Treize Hísimë


La mélancolie est une compagne difficile. Laissez-la de côté pour contempler les bons côtés de ce qui vous arrive, et elle s'en retourne trois fois plus puissante, six fois plus pressante, douze fois plus harassante. Certains l'affectionnent tant qu'ils en font un état constant, d'autres l'oublient si bien qu'ils ne savent la reconnaitre quand elle leur revient; mais pour le commun des mortels, elle est d'une lascive lassitude, amante aimante mais mal-aimée, maitresse s'en venant saluer ses ouailles par le biais d'une fragile fragrance ou d'une musique musquée; elle est le souvenir des années d'antan qui manquent un peu chaque jour et que l'on aimerait revivre. Ennemie honnie mais fondant pourtant une amère amitié, elle est d'une banalité baroque que le baratin d'étrangers souvent ne sait atténuer. On s'enferme alors dans une prenante prison et la mélancolie, elle, sourit de nous voir céder aux rappels de souvenirs déchus.
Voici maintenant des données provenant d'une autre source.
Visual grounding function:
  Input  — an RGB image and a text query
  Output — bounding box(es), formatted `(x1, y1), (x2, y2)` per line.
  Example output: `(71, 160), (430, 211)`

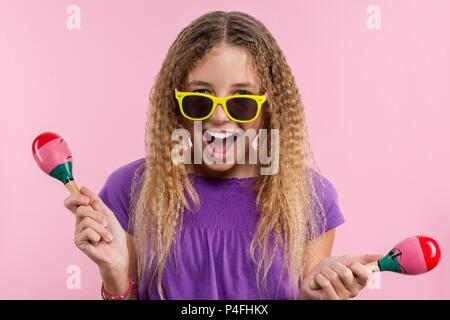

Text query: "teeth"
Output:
(205, 131), (236, 139)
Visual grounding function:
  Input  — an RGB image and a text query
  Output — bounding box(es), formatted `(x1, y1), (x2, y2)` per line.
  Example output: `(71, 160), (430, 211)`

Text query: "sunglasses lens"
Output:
(227, 97), (258, 121)
(182, 96), (213, 119)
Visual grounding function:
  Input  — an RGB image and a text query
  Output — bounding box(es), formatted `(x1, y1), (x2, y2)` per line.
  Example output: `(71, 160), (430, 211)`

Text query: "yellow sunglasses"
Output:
(175, 91), (266, 122)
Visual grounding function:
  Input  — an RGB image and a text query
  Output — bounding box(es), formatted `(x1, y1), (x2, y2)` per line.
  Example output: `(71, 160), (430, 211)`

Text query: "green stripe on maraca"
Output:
(50, 161), (73, 184)
(378, 249), (403, 273)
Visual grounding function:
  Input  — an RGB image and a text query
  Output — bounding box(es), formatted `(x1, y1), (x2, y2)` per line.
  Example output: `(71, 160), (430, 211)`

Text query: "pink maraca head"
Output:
(31, 132), (73, 184)
(379, 236), (441, 275)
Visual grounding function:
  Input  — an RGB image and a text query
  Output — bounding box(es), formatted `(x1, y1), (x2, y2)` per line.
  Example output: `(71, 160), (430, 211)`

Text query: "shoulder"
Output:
(102, 158), (145, 188)
(312, 171), (345, 232)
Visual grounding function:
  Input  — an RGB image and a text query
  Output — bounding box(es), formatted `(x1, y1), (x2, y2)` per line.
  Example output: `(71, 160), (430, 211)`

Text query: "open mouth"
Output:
(203, 129), (239, 157)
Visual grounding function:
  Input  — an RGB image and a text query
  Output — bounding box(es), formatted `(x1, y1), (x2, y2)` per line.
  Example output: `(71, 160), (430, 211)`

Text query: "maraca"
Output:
(310, 236), (441, 290)
(31, 132), (80, 194)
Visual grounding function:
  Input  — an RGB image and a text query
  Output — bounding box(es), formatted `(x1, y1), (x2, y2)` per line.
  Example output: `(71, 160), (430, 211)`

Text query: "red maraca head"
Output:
(31, 132), (73, 184)
(378, 236), (441, 275)
(417, 236), (441, 271)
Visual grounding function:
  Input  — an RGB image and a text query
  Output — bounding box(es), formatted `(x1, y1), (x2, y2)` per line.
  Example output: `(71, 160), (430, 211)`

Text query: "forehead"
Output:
(187, 44), (258, 85)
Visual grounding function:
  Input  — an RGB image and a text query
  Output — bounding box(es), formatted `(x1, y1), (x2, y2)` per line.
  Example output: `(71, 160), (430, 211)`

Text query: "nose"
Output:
(208, 104), (229, 124)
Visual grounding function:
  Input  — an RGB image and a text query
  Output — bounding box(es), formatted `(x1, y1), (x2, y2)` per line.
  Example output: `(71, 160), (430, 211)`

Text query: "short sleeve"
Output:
(99, 160), (141, 234)
(313, 172), (345, 239)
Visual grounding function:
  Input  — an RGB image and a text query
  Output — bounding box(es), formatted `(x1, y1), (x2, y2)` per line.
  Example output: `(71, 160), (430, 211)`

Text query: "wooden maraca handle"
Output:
(309, 261), (380, 290)
(64, 180), (80, 194)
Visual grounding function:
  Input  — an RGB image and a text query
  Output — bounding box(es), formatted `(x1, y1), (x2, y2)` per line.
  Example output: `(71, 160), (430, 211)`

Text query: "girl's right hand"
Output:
(64, 187), (129, 274)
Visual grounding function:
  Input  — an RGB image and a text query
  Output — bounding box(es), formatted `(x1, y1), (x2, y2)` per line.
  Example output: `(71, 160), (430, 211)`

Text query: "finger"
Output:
(64, 194), (89, 214)
(75, 228), (102, 250)
(314, 273), (339, 300)
(80, 186), (107, 211)
(350, 262), (372, 287)
(320, 267), (350, 299)
(75, 217), (113, 242)
(330, 262), (361, 298)
(75, 206), (108, 226)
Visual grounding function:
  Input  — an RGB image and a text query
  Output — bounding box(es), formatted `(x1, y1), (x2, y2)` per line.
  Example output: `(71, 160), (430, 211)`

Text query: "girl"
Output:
(65, 12), (380, 299)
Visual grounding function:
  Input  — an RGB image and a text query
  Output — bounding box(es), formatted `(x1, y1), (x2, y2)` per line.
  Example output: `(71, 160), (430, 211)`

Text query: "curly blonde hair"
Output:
(131, 11), (325, 299)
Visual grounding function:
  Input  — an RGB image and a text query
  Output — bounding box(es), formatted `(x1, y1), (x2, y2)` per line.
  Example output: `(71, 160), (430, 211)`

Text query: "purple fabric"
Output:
(99, 159), (344, 300)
En Gondor, en ces temps du Troisième Âge, les regrets du passé faisaient partie intégrante de la culture et de la vie des Hommes. On se rappelait les temps de grandeur de jadis, les rois de blanc couronnés, les fêtes de fleurs annoncées, les fermes de blé doré. On parlait encore d'Osgiliath l'étoilée et de ses Tours Gardiennes; d'Arnor la regrettée et d'Earnur le Dernier. Pour Cair Andros l'on voyageait en souvenir des diners qui l'animaient; du Rohan on parlait, de ses fugaces cavaliers blonds aux quatre vents éparpillés. Le Gondor déprimait, le Gondor se fanait, et dans l'Ombre du Mordor sa lumière s'éteignait.

Mais ce n'étaient ni les statues noires de ses antiques souverains, ni les tableaux craquelés de ses anciens festins, ni les champs délaissés arides de tout grain; rien de tout cela en ce jour du 13 Hísimë du Comput des Intendants; non, rien de tout cela n'était responsable de la funeste posture du seigneur Boromir, fils de Denethor II du Gondor, unique envoyé de la Blanche Cité à Imladris dans les terres reculées. C'était à une colonne en bois de cerisier que depuis le matin il se tenait épaulé pour contempler d'yeux emplis de tristesse la vallée. Oh, en Gondor ç'aurait bien été jour de liesse ! Année de la détermination, de la valeur et des buts enfin atteints, telles auraient dû être les vœux énoncés par le capitaine en ce jour de ses quarante ans.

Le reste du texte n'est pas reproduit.